ECLI:NL:RBOVE:2015:5719
Rechtbank Overijssel
- Eerste aanleg - enkelvoudig
- Rechtspraak.nl
Vrijspraak van verdachte wegens onduidelijke tenlastelegging en gebrek aan bewijs in hondenpoepzaak
In de zaak voor de Rechtbank Overijssel, sector Kanton te Enschede, is op 23 november 2015 uitspraak gedaan in een strafzaak tegen een verdachte die beschuldigd werd van het niet opruimen van hondenuitwerpselen op een openbare plaats. De verdachte had een strafbeschikking ontvangen van € 140, vermeerderd met administratiekosten, voor een gedraging die plaatsvond op 11 maart 2014 te Hengelo. De tenlastelegging volgde de tekst van de strafbeschikking, maar bleek onduidelijk en niet goed onderbouwd. De kantonrechter heeft vastgesteld dat de tekst van de tenlastelegging niet overeenkwam met de feiten zoals deze in het proces-verbaal waren vastgelegd.
Tijdens de zitting heeft de verdachte haar verweer toegelicht, waarbij zij stelde dat haar hond last had van maagklachten en dat zij niet in staat was om de uitwerpselen op te ruimen voordat de verbalisant haar aansprak.

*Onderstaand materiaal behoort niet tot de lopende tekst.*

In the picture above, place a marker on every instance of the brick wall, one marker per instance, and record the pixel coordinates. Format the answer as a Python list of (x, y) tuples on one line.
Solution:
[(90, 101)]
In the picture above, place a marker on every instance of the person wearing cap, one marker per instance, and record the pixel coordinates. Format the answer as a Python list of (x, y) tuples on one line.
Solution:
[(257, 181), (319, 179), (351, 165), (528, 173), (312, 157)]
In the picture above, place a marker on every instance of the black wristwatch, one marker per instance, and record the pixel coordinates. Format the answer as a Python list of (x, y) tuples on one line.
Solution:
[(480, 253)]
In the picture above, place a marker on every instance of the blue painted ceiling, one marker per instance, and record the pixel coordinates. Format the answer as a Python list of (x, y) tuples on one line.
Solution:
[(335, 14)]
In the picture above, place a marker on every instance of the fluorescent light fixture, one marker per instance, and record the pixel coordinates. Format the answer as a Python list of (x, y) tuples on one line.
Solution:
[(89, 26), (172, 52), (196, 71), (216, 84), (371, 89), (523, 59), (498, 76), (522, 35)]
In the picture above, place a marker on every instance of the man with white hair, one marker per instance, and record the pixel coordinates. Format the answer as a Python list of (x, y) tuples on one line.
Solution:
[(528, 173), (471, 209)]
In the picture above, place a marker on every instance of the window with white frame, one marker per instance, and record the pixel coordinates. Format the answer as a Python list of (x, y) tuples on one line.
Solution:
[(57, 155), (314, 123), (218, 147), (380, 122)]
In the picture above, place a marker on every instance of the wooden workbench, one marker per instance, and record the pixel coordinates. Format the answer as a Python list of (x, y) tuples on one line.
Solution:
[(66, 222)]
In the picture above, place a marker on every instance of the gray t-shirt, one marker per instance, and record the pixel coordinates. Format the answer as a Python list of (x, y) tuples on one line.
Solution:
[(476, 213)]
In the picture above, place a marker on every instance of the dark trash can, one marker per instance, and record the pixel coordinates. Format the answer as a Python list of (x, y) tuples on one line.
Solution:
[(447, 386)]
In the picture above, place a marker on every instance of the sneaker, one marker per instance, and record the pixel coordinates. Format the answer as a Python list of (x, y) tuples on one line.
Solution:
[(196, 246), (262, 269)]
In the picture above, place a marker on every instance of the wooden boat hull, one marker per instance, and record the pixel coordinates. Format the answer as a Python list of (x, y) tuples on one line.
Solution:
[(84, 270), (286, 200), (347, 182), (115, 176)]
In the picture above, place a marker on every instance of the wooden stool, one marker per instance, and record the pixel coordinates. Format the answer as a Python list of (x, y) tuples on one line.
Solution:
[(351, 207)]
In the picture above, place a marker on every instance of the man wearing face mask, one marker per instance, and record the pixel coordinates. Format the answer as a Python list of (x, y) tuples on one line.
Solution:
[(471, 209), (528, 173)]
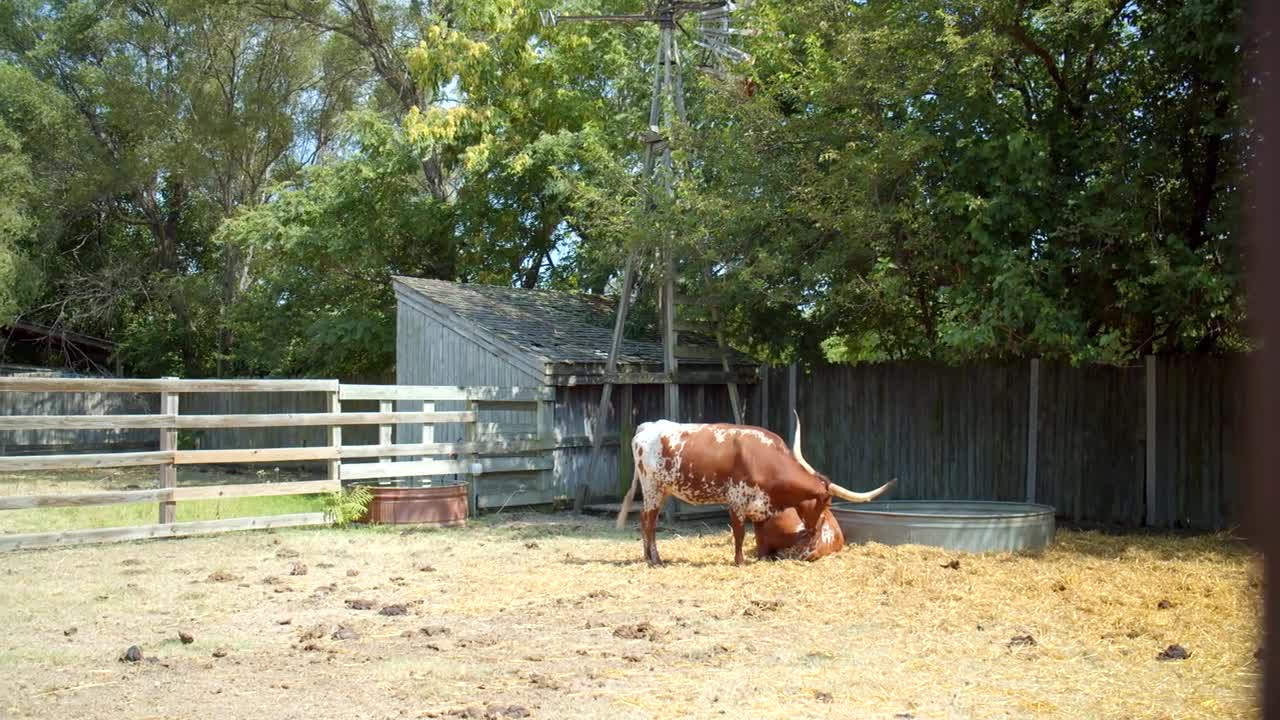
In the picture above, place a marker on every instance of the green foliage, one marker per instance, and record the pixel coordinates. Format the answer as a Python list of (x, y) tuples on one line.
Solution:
[(227, 188), (347, 505), (982, 178)]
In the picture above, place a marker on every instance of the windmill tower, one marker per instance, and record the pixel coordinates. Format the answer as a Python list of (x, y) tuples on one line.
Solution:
[(709, 27)]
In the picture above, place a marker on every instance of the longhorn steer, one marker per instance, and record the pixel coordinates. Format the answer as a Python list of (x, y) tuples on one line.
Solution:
[(748, 469), (786, 536)]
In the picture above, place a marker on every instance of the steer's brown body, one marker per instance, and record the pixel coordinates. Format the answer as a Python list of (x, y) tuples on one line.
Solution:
[(746, 469), (785, 536)]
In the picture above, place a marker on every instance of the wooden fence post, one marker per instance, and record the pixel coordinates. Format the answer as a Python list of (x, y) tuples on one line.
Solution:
[(470, 436), (169, 470), (384, 432), (336, 437), (626, 432), (1032, 429), (791, 401), (764, 396), (1151, 479)]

De kantonrechter heeft de officier van justitie gevraagd naar de relatie tussen de tenlastelegging en de Algemene Plaatselijke Verordening (APV) Hengelo 2014. De officier van justitie concludeerde dat de tenlastelegging en de APV goed op elkaar aansloten, maar de kantonrechter was van mening dat de tenlastelegging onduidelijk was en niet voldoende bewijs bood voor de beschuldiging.
Uiteindelijk heeft de kantonrechter geoordeeld dat er geen bewijs was voor de beschuldiging zoals die in de tenlastelegging was geformuleerd. De kantonrechter heeft de strafbeschikking vernietigd en de verdachte vrijgesproken van de tenlastegelegde gedraging. Dit vonnis is uitgesproken door mr. F.C. Berg, kantonrechter, en is openbaar gemaakt op 23 november 2015.